Assad Welcomes America to Cooperate in Struggle Against Terrorism

As Syria enters its sixth year of civil war, President Bashar Al-Assad claims that better cooperation between the United States and Russia would be "positive for the rest of the world, including Syria.” Since the beginning of the Syrian Civil War in 2011, the United States and Russia have been on opposing sides of the conflict, with Moscow supporting Assad and Washington calling for his abdication. In recent interviews, however, he has suggested that improved relations between his regime and the United States are possible.

"What we heard as statements by Trump during the campaign and after the campaign is promising regarding the priority of fighting terrorists, and mainly ISIS,” said Assad. However, he also added that “it's still early to expect anything practical.”

Assad neither condemned nor approved the recent travel ban on Syrian natives issued by Trump, but asserted any government’s right to regulate its country. “My responsibility is not to go and ask any president to allow the Syrians to go there and to have refuge in that country. My responsibility is to restore the stability in order to bring them back to Syria and find refuge in their country.”
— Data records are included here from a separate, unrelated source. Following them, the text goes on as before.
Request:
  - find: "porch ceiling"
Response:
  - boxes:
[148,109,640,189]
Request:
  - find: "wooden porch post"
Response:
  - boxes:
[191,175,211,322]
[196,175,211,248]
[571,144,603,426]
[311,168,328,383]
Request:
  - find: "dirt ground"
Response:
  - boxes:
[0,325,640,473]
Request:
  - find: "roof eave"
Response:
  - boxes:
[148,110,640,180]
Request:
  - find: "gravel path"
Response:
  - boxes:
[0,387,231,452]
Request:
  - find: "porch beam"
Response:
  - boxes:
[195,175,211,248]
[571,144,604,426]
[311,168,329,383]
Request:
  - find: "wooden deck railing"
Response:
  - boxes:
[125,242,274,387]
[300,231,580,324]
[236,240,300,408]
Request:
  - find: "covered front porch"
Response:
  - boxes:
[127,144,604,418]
Meanwhile, Assad has also accused refugees of aligning with and supporting terrorists in the Middle East, despite not knowing the extent of terrorist alignment and infiltration among those seeking asylum in the West.

The war in Syria has created nearly five million refugees worldwide according to the most recent U.S. estimate, most of whom are women and children. Millions more remain displaced within the country’s borders.

While fighting continues between the government and the various rebel factions, peace talks have also picked up speed. Turkey, which has supported the Syrian opposition, has been working with Russia to further negotiations between the two groups. Over the past few weeks, representatives from both sides have met multiple times in Kazakhstan’s capital in order to lay the groundwork for UN brokered peace talks and ceasefires planned to begin in Geneva on February 23. These efforts show a prospect of increased willingness for reconciliation among the warring parties in Syria.

Nonetheless, new alliances of armed rebel groups may undermine the peace process. On January 28, various jihadist groups, many with previous ties to Al-Qaeda and the Muslim Brotherhood, announced the formation of a united front: Hayyat Tahrir al-Sham (HTS). Clashes between the HTS and Ahrar al-Sham, a front considered “moderate” by the West, Turkey, and Gulf States, serve to show the political and ideological disunity among the opposition.

Assad, on the other hand, has welcomed American involvement only if it is committed to enforcing the unity and sovereignty of Syria and helping him defeat the terrorists. “It must be through the Syria [sic] government,” he said. At the same time, Assad is staunchly opposed to the creation of Syrian safe zones, which Trump promised to implement. The Syrian leader has also denied recent allegations by the West concerning human rights abuses, specifically an Amnesty International Report on torture prisons. “They haven’t been to Syria. They only base their reports on allegations,” pointed out Assad. “We are living in a fake news era, as you know.”